Vincent, Delphine, Du Fall, Lauren A., Livk, Andreja, Mathesius, Ulrike, Lipscombe, Richard J., Oliver, Richard P., Friesen, Timothy L., Solomon, Peter S.
Molecular plant pathology 2012 v.13 no.5 pp. 467
Leptosphaeria nodorum, carbon, cell death, chloroplasts, energy, fungal proteins, gene-for-gene relationship, genes, genomics, host-pathogen relationships, leaves, malate dehydrogenase, mechanism of action, metabolites, metabolomics, mycotoxins, pathogenesis, photosynthesis, plant pathogenic fungi, proteomics, reactive oxygen species, tricarboxylic acid cycle, wheat
It has now been established that the wheat pathogen Stagonospora nodorum causes disease on wheat in an inverse gene-for-gene manner through the interaction of pathogen effector proteins and corresponding dominant susceptibility host genes.
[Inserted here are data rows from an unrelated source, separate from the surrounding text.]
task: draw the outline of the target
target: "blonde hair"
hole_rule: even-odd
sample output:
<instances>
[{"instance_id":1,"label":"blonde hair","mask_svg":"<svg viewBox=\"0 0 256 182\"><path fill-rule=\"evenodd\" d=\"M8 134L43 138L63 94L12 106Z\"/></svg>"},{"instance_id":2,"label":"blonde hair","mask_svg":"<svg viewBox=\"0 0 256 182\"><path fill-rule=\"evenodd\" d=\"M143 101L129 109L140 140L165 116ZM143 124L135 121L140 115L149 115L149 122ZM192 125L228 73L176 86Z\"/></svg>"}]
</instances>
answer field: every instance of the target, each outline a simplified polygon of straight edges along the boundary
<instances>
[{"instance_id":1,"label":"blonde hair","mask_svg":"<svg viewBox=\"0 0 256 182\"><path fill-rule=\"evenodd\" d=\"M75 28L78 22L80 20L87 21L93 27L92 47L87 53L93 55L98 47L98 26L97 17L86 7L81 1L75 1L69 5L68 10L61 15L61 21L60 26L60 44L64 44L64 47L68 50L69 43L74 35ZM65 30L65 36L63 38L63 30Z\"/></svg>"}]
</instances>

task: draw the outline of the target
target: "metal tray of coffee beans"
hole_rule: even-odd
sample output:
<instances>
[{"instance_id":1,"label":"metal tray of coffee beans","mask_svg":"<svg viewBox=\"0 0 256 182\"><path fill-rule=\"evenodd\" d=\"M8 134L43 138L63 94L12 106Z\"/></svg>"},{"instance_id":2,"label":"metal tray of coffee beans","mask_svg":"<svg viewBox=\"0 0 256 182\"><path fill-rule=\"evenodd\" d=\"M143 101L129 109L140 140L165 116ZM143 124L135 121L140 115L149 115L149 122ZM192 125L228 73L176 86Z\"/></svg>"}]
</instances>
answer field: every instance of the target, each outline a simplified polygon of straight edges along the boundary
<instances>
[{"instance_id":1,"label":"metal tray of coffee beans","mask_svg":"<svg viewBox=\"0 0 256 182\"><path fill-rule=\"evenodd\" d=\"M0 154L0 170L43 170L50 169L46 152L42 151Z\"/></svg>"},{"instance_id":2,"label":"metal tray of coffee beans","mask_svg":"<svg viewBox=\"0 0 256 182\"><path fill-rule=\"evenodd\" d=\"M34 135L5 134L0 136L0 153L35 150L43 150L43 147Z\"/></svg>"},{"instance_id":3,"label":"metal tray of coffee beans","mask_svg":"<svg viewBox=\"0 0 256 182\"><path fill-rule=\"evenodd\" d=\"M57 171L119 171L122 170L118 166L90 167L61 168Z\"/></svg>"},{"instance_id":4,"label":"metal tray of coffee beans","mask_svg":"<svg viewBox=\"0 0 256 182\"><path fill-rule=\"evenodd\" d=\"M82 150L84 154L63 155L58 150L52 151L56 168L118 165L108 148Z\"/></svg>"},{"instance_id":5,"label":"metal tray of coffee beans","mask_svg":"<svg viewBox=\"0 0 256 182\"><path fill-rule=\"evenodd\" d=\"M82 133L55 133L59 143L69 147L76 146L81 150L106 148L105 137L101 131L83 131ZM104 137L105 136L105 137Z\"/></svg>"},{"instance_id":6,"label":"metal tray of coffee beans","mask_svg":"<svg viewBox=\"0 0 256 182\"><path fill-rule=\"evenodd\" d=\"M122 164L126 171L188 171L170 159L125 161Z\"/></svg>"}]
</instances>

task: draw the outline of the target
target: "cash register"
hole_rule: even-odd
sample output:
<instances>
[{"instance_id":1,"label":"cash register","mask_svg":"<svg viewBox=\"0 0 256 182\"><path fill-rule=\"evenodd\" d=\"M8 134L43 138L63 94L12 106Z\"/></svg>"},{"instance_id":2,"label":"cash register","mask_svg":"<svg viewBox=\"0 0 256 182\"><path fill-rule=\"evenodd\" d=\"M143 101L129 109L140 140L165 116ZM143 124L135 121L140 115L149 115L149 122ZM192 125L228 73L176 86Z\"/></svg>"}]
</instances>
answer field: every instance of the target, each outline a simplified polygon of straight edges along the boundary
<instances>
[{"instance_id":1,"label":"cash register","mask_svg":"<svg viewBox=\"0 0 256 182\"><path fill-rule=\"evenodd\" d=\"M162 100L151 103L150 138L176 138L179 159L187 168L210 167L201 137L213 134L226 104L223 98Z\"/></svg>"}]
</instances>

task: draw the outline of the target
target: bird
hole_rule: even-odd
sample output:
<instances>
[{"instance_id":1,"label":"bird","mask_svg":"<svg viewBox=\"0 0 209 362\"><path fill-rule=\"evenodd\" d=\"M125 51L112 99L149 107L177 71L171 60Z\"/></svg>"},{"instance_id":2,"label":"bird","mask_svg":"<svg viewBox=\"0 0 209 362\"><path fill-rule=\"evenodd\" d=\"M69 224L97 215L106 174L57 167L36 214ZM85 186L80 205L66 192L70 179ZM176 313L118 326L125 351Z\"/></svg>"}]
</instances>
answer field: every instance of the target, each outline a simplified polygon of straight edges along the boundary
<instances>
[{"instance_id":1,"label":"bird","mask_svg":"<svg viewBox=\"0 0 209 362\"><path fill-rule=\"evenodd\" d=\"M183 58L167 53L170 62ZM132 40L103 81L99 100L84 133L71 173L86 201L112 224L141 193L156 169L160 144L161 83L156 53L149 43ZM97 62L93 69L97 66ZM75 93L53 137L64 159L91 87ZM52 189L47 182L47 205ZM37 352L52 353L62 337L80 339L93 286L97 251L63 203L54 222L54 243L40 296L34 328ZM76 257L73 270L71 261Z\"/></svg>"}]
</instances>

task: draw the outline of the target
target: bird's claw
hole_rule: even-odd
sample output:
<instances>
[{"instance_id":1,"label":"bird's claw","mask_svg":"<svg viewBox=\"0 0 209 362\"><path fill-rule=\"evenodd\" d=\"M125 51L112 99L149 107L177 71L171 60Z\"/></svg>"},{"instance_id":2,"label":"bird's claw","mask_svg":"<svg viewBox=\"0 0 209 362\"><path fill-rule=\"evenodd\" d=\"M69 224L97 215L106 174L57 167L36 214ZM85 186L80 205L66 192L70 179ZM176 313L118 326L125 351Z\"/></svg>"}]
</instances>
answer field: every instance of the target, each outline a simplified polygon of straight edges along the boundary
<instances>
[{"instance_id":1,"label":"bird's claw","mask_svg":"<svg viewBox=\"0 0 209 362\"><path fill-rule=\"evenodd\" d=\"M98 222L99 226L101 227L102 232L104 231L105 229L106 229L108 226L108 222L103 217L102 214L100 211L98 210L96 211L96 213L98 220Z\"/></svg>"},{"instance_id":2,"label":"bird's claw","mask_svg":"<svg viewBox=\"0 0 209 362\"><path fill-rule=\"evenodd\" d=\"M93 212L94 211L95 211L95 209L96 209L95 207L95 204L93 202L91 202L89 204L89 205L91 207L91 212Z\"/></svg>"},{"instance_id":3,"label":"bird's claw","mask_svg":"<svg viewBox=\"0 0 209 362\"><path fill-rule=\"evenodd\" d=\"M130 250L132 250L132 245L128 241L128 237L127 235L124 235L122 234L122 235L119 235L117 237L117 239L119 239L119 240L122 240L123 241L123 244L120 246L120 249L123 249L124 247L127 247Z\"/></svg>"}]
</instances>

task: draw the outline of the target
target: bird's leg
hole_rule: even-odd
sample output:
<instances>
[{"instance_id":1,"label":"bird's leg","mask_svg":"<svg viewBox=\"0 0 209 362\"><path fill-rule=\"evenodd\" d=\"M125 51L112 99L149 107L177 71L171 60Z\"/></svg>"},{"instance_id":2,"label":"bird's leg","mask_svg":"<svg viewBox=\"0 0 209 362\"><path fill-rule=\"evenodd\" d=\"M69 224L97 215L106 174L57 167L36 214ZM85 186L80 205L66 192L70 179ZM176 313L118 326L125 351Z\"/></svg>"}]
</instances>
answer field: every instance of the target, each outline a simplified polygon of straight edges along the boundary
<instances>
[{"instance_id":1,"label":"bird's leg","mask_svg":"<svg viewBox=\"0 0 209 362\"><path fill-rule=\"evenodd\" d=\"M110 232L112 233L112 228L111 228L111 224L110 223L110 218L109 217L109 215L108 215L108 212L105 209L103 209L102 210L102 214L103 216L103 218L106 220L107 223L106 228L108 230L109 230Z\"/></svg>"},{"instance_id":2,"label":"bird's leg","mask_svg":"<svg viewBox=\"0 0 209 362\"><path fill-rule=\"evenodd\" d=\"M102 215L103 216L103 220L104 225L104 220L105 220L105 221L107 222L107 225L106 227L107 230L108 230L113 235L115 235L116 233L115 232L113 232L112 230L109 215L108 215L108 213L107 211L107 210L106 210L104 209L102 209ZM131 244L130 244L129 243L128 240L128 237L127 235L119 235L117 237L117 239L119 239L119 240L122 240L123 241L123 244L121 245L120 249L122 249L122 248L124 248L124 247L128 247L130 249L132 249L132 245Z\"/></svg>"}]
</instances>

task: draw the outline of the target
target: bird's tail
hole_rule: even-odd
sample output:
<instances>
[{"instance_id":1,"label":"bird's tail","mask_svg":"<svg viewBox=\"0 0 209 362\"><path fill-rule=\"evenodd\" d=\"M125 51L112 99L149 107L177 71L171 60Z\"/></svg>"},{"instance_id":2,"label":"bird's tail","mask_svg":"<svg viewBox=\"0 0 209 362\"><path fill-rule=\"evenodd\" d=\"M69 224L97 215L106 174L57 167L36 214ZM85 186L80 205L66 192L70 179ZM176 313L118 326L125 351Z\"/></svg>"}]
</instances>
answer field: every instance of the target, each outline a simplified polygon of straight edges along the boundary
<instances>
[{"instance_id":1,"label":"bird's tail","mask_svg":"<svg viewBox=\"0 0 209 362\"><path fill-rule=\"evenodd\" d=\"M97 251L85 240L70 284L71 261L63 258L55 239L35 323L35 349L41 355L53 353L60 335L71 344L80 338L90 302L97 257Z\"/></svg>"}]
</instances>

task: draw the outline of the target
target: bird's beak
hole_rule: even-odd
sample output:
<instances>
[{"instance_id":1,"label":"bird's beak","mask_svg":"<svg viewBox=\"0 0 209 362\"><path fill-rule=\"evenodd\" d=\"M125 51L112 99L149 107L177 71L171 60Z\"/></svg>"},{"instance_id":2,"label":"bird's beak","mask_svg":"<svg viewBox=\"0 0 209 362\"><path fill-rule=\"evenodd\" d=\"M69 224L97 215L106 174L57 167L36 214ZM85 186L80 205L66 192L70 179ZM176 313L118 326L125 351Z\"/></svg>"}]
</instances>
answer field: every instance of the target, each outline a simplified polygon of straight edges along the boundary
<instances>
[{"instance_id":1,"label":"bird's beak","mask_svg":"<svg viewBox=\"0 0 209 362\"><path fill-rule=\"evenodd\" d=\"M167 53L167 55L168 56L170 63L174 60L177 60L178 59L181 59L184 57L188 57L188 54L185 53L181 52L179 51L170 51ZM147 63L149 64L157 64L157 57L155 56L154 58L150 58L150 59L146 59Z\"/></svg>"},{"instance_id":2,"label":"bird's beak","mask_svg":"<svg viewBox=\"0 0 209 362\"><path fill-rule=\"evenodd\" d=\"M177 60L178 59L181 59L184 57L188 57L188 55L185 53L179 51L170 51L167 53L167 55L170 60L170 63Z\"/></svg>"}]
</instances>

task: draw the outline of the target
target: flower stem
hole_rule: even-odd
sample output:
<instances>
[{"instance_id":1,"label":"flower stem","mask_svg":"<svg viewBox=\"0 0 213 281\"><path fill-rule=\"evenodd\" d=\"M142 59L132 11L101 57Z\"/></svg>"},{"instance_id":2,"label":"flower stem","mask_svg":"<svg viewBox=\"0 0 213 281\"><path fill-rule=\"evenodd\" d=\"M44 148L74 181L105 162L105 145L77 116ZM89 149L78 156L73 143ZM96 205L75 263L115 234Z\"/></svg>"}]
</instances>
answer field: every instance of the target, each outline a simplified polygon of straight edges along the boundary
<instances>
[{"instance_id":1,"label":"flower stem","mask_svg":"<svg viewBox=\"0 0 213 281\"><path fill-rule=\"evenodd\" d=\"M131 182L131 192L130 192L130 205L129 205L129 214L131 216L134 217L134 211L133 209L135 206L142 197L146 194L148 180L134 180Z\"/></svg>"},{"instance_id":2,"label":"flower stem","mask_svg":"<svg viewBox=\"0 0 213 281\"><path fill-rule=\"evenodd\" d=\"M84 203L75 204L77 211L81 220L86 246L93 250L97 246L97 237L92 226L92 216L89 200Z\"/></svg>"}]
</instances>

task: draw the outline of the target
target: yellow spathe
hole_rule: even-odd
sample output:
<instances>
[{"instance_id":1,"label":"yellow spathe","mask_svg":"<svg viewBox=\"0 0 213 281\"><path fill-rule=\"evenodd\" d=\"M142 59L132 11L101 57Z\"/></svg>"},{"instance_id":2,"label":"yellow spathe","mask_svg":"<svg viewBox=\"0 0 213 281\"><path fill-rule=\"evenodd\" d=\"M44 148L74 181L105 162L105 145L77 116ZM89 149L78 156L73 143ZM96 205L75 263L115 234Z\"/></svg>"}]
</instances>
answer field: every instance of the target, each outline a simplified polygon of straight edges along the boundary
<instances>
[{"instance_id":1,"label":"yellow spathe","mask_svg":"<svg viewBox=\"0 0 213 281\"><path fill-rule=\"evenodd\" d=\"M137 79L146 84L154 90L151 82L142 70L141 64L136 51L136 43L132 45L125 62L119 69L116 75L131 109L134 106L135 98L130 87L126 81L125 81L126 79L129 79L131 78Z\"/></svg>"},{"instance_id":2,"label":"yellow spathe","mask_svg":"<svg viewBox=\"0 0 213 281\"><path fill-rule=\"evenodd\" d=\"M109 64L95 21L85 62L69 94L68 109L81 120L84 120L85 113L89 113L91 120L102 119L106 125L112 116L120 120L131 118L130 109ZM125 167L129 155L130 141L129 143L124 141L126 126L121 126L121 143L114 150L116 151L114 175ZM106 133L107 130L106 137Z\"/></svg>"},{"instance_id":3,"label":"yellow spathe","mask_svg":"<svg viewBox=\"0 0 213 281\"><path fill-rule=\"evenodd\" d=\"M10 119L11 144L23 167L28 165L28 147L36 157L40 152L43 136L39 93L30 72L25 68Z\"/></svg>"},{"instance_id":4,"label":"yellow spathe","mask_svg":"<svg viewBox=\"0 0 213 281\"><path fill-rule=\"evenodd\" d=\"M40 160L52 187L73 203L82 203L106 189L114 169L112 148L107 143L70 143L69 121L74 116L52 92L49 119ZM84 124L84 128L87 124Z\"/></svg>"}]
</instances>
One such effector, SnToxA, interacts with the Tsn1 gene to contribute towards disease through an unknown mechanism. In this study, proteomics and metabolomics were used to study the host response to SnToxA exposure during a seventy-two hour time course with the aim of understanding how SnToxA contributes to disease. Ninety-one unique acidic and basic proteins and 101 metabolites were identified as being significantly different in abundance when comparing SnToxA and control treated wheat leaves during the time course. Proteins associated with photosynthesis were observed to marginally increase initially after exposure before decreasing rapidly and significantly. Proteins and metabolites associated with reactive oxygen species detoxification in the chloroplast were also differentially abundant during SnToxA exposure implying that the disruption of photosynthesis in the chloroplast by the effector causes the rapid accumulation of chloroplastic ROS. Metabolite profiling in the infiltrated leaves revealed major metabolic perturbations in central carbon metabolism evidenced by significant increases in TCA cycle intermediates suggestive of an attempt by the plant to produce energy in response to the collapse of photosynthesis caused by SnToxA. This is supported by the observation that the TCA cycle enzyme malate dehydrogenase was up regulated in response to SnToxA. The infiltration of SnToxA into SnToxA sensitive wheat leaves also resulted in the significant increase in abundance of nearly all the known PR proteins, even in the absence of the pathogen or other pathogen-associated molecular patterns. This approach has highlighted the complementary nature of proteomics and metabolomics in studying effector-host interactions and provides further support to the hypothesis that necrotrophic pathogens such as Stagonospora nodorum appear to exploit existing host cell death mechanisms to promote pathogen growth and cause disease.